I read a(nother) article on Fast Company today about why some stories "go viral." (Mathematically speaking, why some things go viral and others don't boils down to a  simple equation.)

The article cites research by Jonah Berger and Katherine Milkman that finds articles with more emotional content, especially positive emotional content, are more likely to spread. A quick read of the article seems to promise an easy path to getting your own content on your blog, YouTube, or Twitter to take off. For example, the article cites Gawker editor Neetzan Zimmerman's success, pointing out his posts generate about 30 million views per month — the kind of statistics that get marketers salivating. The scientific research by Berger and Milkman is interesting and well done, but we have to be careful about how far we take the conclusions.
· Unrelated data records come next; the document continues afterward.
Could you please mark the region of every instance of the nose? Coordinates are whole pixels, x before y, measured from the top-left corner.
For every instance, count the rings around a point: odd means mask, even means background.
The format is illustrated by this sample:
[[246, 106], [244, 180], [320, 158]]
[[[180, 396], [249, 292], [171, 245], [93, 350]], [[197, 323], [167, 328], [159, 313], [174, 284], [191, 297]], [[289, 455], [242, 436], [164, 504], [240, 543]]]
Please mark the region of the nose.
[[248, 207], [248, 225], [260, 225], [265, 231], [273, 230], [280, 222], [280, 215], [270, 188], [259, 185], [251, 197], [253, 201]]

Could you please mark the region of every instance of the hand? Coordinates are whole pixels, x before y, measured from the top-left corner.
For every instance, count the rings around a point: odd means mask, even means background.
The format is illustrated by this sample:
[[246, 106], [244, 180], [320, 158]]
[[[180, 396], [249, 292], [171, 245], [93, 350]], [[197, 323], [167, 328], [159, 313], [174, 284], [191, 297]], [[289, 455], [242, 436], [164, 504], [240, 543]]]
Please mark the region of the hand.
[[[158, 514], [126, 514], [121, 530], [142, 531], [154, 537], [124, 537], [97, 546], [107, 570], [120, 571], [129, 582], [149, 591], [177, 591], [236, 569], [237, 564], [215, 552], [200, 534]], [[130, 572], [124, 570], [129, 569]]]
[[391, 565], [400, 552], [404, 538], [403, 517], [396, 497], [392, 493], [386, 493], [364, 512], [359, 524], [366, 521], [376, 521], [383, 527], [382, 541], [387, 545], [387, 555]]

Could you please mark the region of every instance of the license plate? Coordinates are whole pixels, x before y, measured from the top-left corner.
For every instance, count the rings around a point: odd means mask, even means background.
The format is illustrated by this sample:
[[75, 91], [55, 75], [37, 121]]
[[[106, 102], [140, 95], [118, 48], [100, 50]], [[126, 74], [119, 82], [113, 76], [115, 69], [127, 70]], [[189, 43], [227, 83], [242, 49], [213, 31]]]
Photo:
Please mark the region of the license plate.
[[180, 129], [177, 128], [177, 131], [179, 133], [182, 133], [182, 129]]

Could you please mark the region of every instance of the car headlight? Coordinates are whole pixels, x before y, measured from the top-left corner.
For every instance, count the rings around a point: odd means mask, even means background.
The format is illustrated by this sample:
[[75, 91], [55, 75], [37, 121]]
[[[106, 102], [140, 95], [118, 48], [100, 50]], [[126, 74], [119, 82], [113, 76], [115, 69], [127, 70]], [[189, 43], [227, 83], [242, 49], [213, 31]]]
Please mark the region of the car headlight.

There are two interrelated issues. The first has to do with the "base rate." Part of Berger and Milkman's paper looks at what factors make articles on the New York Times online more likely to wind up on the "most emailed" list. They find, for example, that "a one standard deviation increase in the amount of anger an article evokes increases the odds that it will make the most e-mailed list by 34%."  In this case, the base rate is the percent of articles overall that make the most emailed list. When we hear that writing an especially angry article makes it 34% more likely to get on the most emailed list, it sounds like angry articles have a really good chance of being shared, but this isn't necessarily the case. What we know is that the probability of making the most emailed list given that the article is especially angry equal 1.34 times the base rate — but if the base rate is really low, 1.34 times it will be small too. Suppose for example that only 1 out of every 1000 articles makes the most emailed list, then what the result says is that 1.34 out of every thousand angry articles makes the most emailed list. 1.34 out of a thousand doesn't sound nearly as impressive as "34% more likely."

The second issue has to do with the overall predictability of making the most emailed list. The model that shows the 34% boost for angry content has an R-squared of .28. This model has more than 20 variables including things like article word count, topic, and where the article appeared on the webpage. But even knowing all of these variables, we still can't accurately predict if an article will make the most emailed list or not. All we know is that on average articles with some features are more likely to make the list than articles with other features. But for any particular article, we really can't do a very good job of predicting what's going to happen.

To get a better understanding of this idea, here's another example. In Ohio, 37% of registered voters are registered as Republicans and 36% are registered as Democrats. In Missouri, 39% are registered as Republicans and 37% are registered as Democrats. On average, registered voters in Missouri are more likely to be Republican than registered voters in Ohio, but just because someone is from Missouri doesn't mean we can confidently say they're a Republican. If we only looked at people from Ohio and Missouri, knowing which state a person is from wouldn't be a very good predictor of their party affiliation.